Dunque la maggior parte delle volte sono stato battitore libero e mi sono sempre circondato di amicizie femminili.

Negli anni dell’alta adolescenza (alla stregua di un periodo storico, ndr) ho avuto tante difficoltà a quagliare: carezze rubate, poi conquistate, ma senza andare tanto oltre… fino ai sedici anni… E qui ho imparato un’altra cosa: quanto sono difficili le donne… ci vuole pazienza…

Nei primi anni di frequenza della scuola superiore sembrava ci fosse addirittura una maledizione, l’isolamento non paga di sicuro e il pendolarismo ancora meno, rarissime le situazioni, le compagne di classe che mi piacevano avevano tutte un ragazzo molto più grande di loro…

I miei tentativi, specie mentali, non mancavano… le situazioni erano sempre poche… così conoscere Lya, mia coetanea (sei mesi più grande di me) fu un evento e anche casuale… Lei andava a scuola con il padre e la conobbi una di quelle rare volte che prendeva l’autobus per tornare a casa. Un martedì di marzo, il sette. L’avevo già notata il giorno prima, mi era parsa più grande della sua età, o comunque più grande di me… non passava certo inosservata; fisico prorompente messo in evidenza dal suo abbigliamento attillato, gonna corta, catalizzava attenzione e desideri… Fu come fu, si sedette accanto a me o io accanto a lei, cominciammo a parlare, fino a darci appuntamento per il lunedì successivo. Mi riconosco ancora nella frenesia e nell’impazienza, nell’emozione…

Quella mattina mi alzai prima del solito per non rischiare di perdere l’autobus.
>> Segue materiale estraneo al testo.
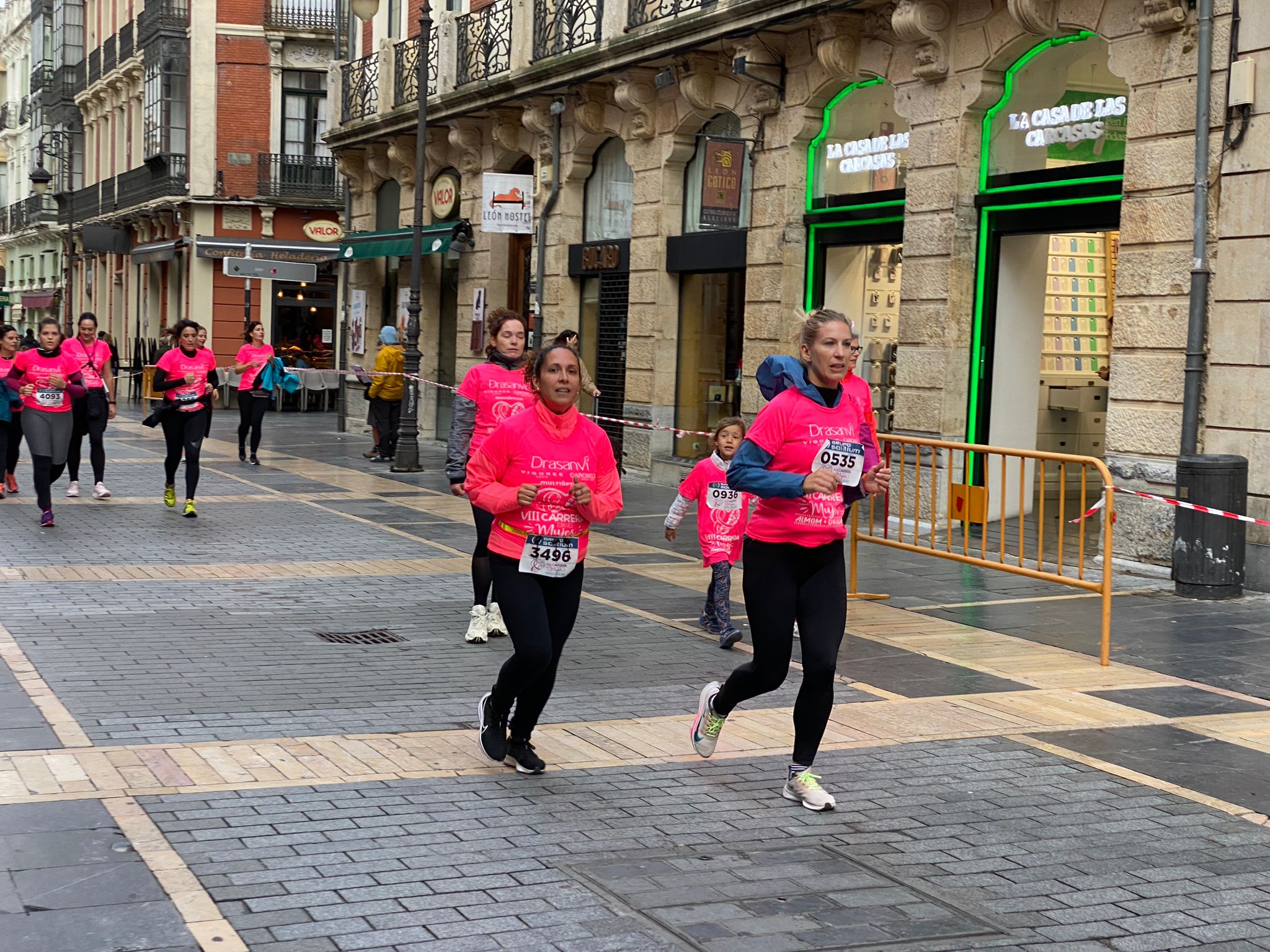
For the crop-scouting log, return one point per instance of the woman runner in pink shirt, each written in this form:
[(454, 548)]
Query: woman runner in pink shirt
[(545, 475), (48, 380), (806, 457), (186, 376), (491, 392), (94, 408), (12, 441)]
In classe non pensavo che a lei, all’incontro, alle strategie, componevo e disfacevo discorsi…

La attesi davanti alla scuola, uscì alle 12, restammo soli. A parlare fu soprattutto lei: aveva pochissime amicizie e non usciva quasi mai da casa, per cui non c’era da stupirsi se parlava come un fiume in piena… e se mi sembrava più ”ingenua” di me. Capii subito che mi ero fatto un’idea sbagliata di lei, da vicino apprezzai la sua bellezza, cercavo concordanze con il mio amore lontano.

Le mie strategie saltavano travolte dal suo entusiasmo… poi arrivò il padre e andò via… ma avevamo stabilito di rivederci…

La rividi di sfuggita un 17 venerdì, poi il giorno dopo… il mio pressing c’era. Ci vedemmo per circa un’ora all’uscita di scuola, parlava ininterrottamente e non c’era verso di portarla sui miei argomenti… ci vedemmo anche il lunedì successivo…

Il giorno cruciale fu il 24 marzo, eravamo d’accordo che le avrei scattato delle foto…

La presi alle otto a scuola, non ricordo se fosse una “vela” o qualche sciopero, ma il giorno arrivai deciso a dichiararmi… Mi trascinò sui soliti discorsi… Temendo che anche questa volta non riuscissi nel mio intento, la interruppi: “Vorrei dirti una cosa, ma ho paura di offenderti…”, “Cosa?”, “Mi piaci…”. Lei imbarazzata non sapeva cosa dire, nonostante io insistessi… Freddamente tornò ai suoi discorsi e cominciai a scattare delle foto nel piazzale di una chiesa di stile contemporaneo, poi ci dirigemmo verso la Fiera Campionaria, aperta in quei giorni…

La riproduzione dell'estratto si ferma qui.